100 Years of Remembering

The Centennial Anniversary of the 1918 Armistice has arrived, and it got me thinking, putting time in perspective, it was not that long ago in terms of history. In Canada, we celebrate it as Remembrance Day on every November 11, so every year, just about every community has Cenotaphs that people lay their wreaths and Red Poppies at. There is usually a parade, but everywhere people are asked to give two minutes of silences, to pay tribute to those who fought and gave their lives during those days of war. 

So lets do the Maths on this. I am just over fifty, so, when I was born, the end of the First Wold War was just under fifty years old, and the end of the Second World War was just about thirty years old by then. The Korean War had ended just over a decade ago, and I was alive during the Vietnam War. (All these dates are approximations) And yet, looking back before my time was almost impossible, or impossible to find a context to put it in. As a kid, time was not relative, as I did not fully understand it, as my life experience was so little to draw upon. And this is why we need Remembrance Day. It is away to put all of this into perspective, and above all, never to forget, which can easily happen when you were never born during that time, and never experienced it.

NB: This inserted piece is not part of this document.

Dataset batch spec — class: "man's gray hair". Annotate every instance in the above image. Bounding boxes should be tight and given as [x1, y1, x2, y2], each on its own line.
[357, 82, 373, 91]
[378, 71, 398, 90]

Regrettably, never forgetting does not mean we have learned our lessons, as Wars are common throughout mankind’s history. We seem to allow history repeat itself at an almost rhythmic pattern, and conflicts are a constant drone throughout the world. Wars are fought differently now, compared to a hundred years. As my grade seven teacher once told us in class, “then, you could see the face of your enemy, but today, an ocean can separate you,” (Mr. Simons, Circa. 1979). So perhaps remembering could put things into perspective, and may cool the tensions of allowing wars to ignite. We can only hope, but we must never forget.